Os medicamentos Ozempic, Wegovy e outros tratamentos baseados em semaglutida ficaram conhecidos principalmente pela capacidade de auxiliar na perda de peso e no controle da glicemia. Porém, novas pesquisas sugerem que seus efeitos podem ir além do metabolismo.
Cientistas encontraram evidências de que a semaglutida pode influenciar alguns processos relacionados ao envelhecimento biológico, reduzindo a velocidade de alterações moleculares associadas à idade. A descoberta não significa que o medicamento seja capaz de rejuvenescer o organismo, mas abre uma nova linha de investigação sobre como a saúde metabólica está conectada ao envelhecimento das células.
O relógio interno das células pode responder ao tratamento
O envelhecimento biológico não depende apenas da idade registrada no calendário. Dentro das células, existem marcas químicas no DNA que ajudam os pesquisadores a estimar como o organismo está envelhecendo.
Essas alterações são avaliadas por ferramentas chamadas relógios epigenéticos, que analisam padrões de metilação do DNA, um processo capaz de modificar a atividade dos genes sem alterar a sequência genética.
Quando essas marcas indicam um envelhecimento mais acelerado, elas podem estar associadas a maior risco de doenças relacionadas à idade, como problemas cardiovasculares, alterações metabólicas e inflamação crônica.
Semaglutida apresentou mudanças em marcadores de envelhecimento
Um estudo publicado na revista Nature Communications, em 2026, liderado por Michael J. Corley, avaliou participantes com lipohipertrofia associada ao HIV, uma condição caracterizada pelo acúmulo anormal de gordura corporal, especialmente na região abdominal.
O ensaio clínico randomizado acompanhou 108 adultos, sendo que parte recebeu aplicações semanais de semaglutida, enquanto o grupo controle recebeu placebo.
Após a análise de diferentes relógios epigenéticos, os pesquisadores observaram que os participantes tratados com semaglutida apresentaram sinais de desaceleração do envelhecimento biológico em múltiplos marcadores.
Entre os principais achados estavam:
- Redução de aproximadamente 9% no ritmo de envelhecimento, avaliada pelo relógio epigenético DunedinPACE.
- Alterações favoráveis em marcadores relacionados à inflamação e saúde metabólica.
- Mudanças associadas a menor risco de doenças relacionadas ao envelhecimento, segundo o relógio PCGrimAge.
O estudo sugere que os efeitos podem estar ligados à melhora do metabolismo, redução da gordura visceral e menor atividade inflamatória no organismo.
Por que um medicamento para emagrecer poderia afetar a idade das células?
A resposta pode estar no papel dos medicamentos agonistas do receptor GLP-1.
Essas substâncias imitam a ação de hormônios intestinais envolvidos no controle da saciedade, glicose e metabolismo energético.

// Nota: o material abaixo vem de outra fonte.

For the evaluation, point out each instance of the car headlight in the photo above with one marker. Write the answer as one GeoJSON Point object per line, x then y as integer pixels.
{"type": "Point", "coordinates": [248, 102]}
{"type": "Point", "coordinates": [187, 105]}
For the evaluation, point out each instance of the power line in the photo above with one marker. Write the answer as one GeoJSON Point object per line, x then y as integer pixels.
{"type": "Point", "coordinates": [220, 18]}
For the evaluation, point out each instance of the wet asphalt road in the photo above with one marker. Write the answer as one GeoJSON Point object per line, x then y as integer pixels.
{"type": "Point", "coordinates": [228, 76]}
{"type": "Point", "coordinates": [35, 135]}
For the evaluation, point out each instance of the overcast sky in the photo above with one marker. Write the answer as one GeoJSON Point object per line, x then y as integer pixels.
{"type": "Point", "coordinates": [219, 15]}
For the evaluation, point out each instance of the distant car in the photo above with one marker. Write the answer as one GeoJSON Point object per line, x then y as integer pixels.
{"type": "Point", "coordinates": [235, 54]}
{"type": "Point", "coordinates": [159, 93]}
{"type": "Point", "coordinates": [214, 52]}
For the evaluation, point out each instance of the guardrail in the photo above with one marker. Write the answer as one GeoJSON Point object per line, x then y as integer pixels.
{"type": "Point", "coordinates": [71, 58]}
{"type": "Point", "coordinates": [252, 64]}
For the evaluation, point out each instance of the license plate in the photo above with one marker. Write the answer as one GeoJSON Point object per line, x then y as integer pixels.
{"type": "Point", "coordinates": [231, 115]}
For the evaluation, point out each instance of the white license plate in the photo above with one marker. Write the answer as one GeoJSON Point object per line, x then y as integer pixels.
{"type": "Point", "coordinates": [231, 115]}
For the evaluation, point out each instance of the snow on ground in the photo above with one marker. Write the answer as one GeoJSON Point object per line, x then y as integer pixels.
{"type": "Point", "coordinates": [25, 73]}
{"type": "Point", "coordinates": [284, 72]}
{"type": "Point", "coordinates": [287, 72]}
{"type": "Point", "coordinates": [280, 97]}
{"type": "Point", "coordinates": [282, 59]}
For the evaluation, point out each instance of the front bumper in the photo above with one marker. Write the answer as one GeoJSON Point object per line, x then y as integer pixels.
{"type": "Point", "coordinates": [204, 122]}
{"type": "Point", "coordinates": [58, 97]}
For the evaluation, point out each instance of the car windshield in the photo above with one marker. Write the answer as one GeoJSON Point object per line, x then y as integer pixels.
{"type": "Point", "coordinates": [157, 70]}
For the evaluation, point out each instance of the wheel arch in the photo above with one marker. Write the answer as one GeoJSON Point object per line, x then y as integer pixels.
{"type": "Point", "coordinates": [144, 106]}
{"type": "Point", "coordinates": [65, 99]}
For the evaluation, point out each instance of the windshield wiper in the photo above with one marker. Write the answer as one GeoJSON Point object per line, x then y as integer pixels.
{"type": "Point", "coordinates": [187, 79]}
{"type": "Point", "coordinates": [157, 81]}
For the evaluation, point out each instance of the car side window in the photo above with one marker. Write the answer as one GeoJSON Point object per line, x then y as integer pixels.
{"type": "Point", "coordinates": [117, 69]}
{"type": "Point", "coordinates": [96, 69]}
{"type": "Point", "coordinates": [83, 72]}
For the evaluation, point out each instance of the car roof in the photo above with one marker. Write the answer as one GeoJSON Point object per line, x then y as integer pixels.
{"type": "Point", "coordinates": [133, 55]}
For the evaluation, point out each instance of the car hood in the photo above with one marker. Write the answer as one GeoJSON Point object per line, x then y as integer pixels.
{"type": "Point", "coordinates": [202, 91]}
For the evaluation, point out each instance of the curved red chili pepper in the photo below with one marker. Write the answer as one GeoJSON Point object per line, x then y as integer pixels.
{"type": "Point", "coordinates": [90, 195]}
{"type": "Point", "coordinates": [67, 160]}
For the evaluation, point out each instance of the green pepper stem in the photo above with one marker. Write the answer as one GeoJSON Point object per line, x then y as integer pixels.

Além disso, elas promovem redução da gordura acumulada ao redor dos órgãos, conhecida como gordura visceral, um tecido metabolicamente ativo que libera substâncias inflamatórias.
A inflamação persistente é considerada um dos fatores associados ao envelhecimento acelerado. Portanto, ao melhorar a saúde metabólica, a semaglutida pode influenciar alguns caminhos biológicos relacionados ao envelhecimento.
Resultados promissores ainda precisam de confirmação
Apesar dos achados, especialistas destacam que a semaglutida não é um medicamento antienvelhecimento.
A pesquisa avaliou um grupo específico de pessoas vivendo com HIV e com alterações metabólicas, portanto ainda não é possível afirmar que os mesmos efeitos ocorrerão em toda a população.
Outro estudo piloto publicado na revista npj Aging, em 2026, também liderado por Michael J. Corley, analisou pessoas com HIV e doença hepática gordurosa associada a alterações metabólicas. Os pesquisadores observaram mudanças favoráveis em alguns relógios epigenéticos após 24 semanas de tratamento com semaglutida, incluindo desaceleração do envelhecimento biológico em parte dos participantes.
Os próximos estudos precisarão avaliar um número maior de pessoas, períodos mais longos de acompanhamento e diferentes grupos populacionais.
A descoberta, entretanto, mostra como medicamentos desenvolvidos inicialmente para tratar diabetes e obesidade podem revelar novas conexões entre metabolismo, inflamação e envelhecimento celular. O futuro da medicina pode depender cada vez mais de entender não apenas quanto tempo vivemos, mas também como manter nossas células funcionando de maneira saudável por mais tempo.